3.5 : La Prévention Spécialisée exige des moyens

C’est à partir de rencontres, de tissage de liens, que notre action éducative trouve son sens, et nous pouvons ainsi proposer à tel ou tel jeune une aide, un soutien, un accompagnement. C’est de la relation éducative que vont naître les moyens mis en oeuvre pour étayer son autonomie, sa responsabilité.

Ces moyens peuvent prendre différentes formes. Il s’agit déjà d’écouter de façon “individualisée “ ces appels à l’aide formulés auprès de nous. Cependant, répondre à ces demandes, ce n’est pas “sauter sur l’occasion” de “faire quelque chose“ à tout prix. La première demande n’est pas, bien souvent, la demande réelle, et il faut du temps pour que le jeune, mis en confiance, parle de son histoire, de sa “galère quotidienne“ : chômage, échec scolaire, conflits familiaux, fugue, rupture familiale, toxicomanie, etc... autant de champs d’intervention différents. Écouter la première demande permet souvent d’étayer la relation qui s’engage, et la nécessité de répondre à l’urgence de certaines situations ne doit pas s’y substituer.
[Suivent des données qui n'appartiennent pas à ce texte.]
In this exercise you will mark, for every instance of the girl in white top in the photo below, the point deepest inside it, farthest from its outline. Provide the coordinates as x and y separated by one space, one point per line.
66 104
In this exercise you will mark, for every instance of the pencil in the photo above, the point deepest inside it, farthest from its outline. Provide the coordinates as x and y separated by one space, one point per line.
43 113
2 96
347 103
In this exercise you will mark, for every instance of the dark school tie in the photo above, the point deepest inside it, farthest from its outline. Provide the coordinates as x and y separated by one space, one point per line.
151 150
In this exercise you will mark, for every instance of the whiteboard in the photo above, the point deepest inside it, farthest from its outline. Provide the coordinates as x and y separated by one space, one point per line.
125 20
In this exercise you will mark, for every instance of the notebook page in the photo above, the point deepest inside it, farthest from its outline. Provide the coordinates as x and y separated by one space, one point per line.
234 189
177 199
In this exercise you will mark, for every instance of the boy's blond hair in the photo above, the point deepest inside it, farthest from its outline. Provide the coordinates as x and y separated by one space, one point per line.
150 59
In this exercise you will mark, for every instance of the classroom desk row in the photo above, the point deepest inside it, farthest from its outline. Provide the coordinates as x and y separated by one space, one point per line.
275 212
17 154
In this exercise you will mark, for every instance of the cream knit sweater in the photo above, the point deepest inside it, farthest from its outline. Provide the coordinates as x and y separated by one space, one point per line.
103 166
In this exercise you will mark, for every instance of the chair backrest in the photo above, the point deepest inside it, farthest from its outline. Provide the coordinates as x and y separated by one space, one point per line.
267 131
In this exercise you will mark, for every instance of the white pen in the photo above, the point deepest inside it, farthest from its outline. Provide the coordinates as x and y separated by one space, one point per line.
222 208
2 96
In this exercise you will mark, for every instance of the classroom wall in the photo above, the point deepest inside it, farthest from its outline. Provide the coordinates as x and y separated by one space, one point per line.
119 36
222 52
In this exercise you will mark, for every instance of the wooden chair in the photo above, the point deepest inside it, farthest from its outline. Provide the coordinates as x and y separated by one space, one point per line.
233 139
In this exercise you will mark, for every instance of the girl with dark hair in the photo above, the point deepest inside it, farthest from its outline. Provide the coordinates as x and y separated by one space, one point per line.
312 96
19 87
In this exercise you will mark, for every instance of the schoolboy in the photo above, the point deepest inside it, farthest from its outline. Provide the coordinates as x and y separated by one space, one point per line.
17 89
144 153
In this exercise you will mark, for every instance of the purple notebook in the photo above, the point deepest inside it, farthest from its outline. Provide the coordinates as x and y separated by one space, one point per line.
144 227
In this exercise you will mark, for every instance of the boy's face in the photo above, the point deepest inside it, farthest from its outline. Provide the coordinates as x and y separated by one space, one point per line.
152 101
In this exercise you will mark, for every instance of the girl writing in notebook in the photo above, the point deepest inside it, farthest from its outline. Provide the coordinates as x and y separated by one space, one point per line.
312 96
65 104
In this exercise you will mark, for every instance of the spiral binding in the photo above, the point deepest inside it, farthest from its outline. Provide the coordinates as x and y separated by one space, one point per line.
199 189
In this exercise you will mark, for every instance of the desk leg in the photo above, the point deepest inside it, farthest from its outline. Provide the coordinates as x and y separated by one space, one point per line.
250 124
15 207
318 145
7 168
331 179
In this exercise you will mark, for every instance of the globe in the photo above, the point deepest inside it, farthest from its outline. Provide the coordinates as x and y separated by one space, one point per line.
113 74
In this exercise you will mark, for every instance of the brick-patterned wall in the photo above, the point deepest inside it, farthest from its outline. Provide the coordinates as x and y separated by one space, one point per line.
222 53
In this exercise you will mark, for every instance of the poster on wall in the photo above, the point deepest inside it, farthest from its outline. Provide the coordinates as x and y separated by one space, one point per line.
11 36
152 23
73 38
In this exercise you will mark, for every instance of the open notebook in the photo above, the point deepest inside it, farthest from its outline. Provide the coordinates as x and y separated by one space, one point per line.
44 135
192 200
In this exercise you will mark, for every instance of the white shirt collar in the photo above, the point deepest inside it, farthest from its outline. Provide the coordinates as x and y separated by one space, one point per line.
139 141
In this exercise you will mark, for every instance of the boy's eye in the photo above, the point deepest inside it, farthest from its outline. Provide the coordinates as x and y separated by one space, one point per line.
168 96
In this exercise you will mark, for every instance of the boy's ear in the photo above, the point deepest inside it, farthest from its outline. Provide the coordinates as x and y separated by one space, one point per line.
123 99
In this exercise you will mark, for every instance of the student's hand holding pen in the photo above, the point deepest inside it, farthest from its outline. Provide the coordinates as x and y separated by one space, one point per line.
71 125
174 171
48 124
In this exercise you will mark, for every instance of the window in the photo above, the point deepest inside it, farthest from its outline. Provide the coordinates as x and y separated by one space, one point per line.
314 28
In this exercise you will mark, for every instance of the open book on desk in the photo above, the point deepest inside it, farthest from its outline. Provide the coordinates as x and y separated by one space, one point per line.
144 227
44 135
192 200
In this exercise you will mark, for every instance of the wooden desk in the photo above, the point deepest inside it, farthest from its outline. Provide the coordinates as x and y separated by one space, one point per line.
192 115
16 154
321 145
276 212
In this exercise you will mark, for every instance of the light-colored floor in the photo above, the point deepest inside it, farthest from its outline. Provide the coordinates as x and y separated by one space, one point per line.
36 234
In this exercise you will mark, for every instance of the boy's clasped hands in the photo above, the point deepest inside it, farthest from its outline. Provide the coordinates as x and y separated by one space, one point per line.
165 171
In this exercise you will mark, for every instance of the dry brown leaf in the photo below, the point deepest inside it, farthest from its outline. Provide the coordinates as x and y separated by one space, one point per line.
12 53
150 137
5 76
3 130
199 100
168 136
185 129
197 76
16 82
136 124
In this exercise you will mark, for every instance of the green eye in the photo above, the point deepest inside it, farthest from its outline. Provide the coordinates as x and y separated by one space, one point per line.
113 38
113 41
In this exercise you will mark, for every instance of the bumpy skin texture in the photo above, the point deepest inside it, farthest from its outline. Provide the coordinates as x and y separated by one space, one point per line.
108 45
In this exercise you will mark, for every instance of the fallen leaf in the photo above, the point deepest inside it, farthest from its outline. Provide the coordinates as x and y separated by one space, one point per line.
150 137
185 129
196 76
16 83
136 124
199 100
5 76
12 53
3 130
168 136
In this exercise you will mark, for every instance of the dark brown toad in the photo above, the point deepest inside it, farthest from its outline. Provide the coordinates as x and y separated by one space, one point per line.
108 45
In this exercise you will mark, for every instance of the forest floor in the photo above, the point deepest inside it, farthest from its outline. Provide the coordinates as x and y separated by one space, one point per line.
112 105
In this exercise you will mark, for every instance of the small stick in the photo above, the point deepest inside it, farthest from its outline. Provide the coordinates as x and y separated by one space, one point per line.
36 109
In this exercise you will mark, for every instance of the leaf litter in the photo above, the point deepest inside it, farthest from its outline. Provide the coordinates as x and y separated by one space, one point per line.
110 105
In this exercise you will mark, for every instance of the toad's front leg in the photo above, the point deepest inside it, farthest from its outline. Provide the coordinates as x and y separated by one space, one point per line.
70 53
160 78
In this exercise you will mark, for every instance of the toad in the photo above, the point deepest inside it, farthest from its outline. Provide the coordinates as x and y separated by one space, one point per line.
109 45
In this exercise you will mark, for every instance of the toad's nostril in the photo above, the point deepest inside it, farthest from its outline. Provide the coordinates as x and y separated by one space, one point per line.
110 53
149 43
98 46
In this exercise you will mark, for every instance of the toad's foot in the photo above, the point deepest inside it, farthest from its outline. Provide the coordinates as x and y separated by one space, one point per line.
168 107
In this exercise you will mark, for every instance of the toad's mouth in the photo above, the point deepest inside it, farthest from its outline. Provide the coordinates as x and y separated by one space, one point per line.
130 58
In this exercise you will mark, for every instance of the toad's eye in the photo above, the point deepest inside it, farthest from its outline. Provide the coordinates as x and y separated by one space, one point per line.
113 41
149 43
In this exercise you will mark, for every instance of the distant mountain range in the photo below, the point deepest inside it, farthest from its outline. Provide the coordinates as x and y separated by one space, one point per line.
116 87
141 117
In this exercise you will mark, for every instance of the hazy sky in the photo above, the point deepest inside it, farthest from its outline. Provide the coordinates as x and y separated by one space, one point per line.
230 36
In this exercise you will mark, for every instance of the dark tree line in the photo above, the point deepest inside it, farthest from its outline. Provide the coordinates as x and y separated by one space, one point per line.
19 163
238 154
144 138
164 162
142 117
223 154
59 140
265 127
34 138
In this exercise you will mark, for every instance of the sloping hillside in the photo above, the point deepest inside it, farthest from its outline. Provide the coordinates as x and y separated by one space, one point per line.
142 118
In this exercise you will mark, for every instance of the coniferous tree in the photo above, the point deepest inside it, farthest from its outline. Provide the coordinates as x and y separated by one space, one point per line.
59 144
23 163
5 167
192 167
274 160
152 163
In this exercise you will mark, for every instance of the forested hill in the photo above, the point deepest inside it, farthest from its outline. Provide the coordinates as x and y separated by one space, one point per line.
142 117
Ce n’est donc qu’après différentes rencontres que des moyens peuvent être mis à la disposition du jeune. Nous avons là une grande latitude d’action, depuis la possibilité d’hébergement (foyer de jeunes travailleurs, hôtel), de “dépannage” financier, alimentaire, vestimentaire, jusqu’à l’aide à une rupture avec son environnement, si nécessaire, avant qu’il ne commette un acte soit répréhensible, soit irréversible. L’important est de trouver le levier qui le fasse agir par lui-même. L’accompagnement dans une démarche auprès d’institutions diverses suffit parfois à lui redonner confiance, à susciter un début de prise en charge. Ce peut être aussi, surtout dans des temps de chômage, donner une place dans un chantier de l’association d’insertion “ couplée “ avec notre institution .
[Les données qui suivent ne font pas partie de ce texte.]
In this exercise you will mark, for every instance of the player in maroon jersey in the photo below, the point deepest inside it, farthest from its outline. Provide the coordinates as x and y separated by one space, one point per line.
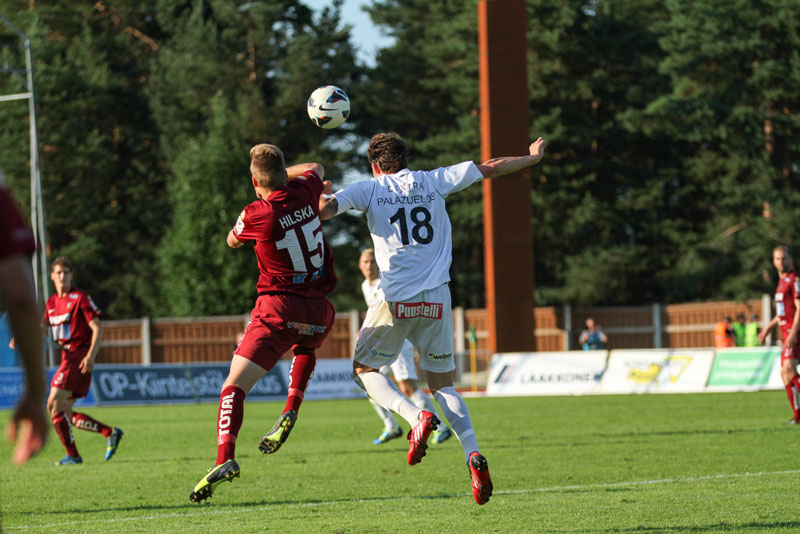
296 273
74 322
787 316
28 426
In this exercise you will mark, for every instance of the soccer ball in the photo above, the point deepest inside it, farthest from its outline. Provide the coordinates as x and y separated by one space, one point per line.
328 106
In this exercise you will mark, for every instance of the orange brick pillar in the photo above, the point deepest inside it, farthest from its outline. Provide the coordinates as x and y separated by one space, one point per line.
508 234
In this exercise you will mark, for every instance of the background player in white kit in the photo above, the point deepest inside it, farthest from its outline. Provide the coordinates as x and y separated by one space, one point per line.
403 369
412 236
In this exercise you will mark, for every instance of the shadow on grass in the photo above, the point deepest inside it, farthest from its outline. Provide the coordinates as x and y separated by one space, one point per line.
232 507
541 441
753 526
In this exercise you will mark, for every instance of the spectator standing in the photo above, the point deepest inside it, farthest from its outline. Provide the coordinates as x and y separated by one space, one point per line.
739 330
723 334
751 331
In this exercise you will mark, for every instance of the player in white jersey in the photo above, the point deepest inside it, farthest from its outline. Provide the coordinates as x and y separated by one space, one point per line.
403 369
411 232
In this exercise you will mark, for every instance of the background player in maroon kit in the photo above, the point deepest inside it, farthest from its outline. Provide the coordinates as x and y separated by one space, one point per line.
787 316
296 273
28 425
74 322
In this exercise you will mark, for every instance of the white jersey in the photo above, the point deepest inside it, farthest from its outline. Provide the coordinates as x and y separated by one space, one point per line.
408 221
371 291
‘“ Il ne s’agit pas de résoudre la crise pour l’autre , mais déjà qu’elle se manifeste “. ( 16 ) ’

Pour acquérir quelque chance d’efficacité, toute action éducative exige durée et moyens. Ces moyens doivent être proportionnels au projet d’action éducative préalablement accepté et aux réalisations qu’il implique. Au minimum, les moyens financiers mis à la disposition d’une équipe éducative doivent couvrir la rémunération des personnes qui s’engagent à titre professionnel, les charges sociales, le financement des activités correspondant au projet éducatif et le fonctionnement d’un support administratif minimum (secrétariat). S’il y a lieu, ils doivent couvrir l’acquisition de quelques moyens matériels, le paiement du loyer et l’entretien des locaux.

L’évaluation des moyens nécessaires doit faire l’objet d’une discussion préalable entre les financeurs et les gestionnaires de l’association de prévention spécialisée, qui ont à justifier leur projet éducatif comme correspondant à des besoins constatés. L’expérience a montré qu’un financement global est un mode de contribution adapté au contenu des actions développées dans le cadre de la prévention spécialisée. Le financement global ne dispense toutefois ni d’une appréciation rigoureuse des besoins, ni d’un contrôle effectif de l’emploi des fonds reçus.

Notes
16.

DECLERC Patrick . De l’ambiguïté de la pitié. Revue Ingérence.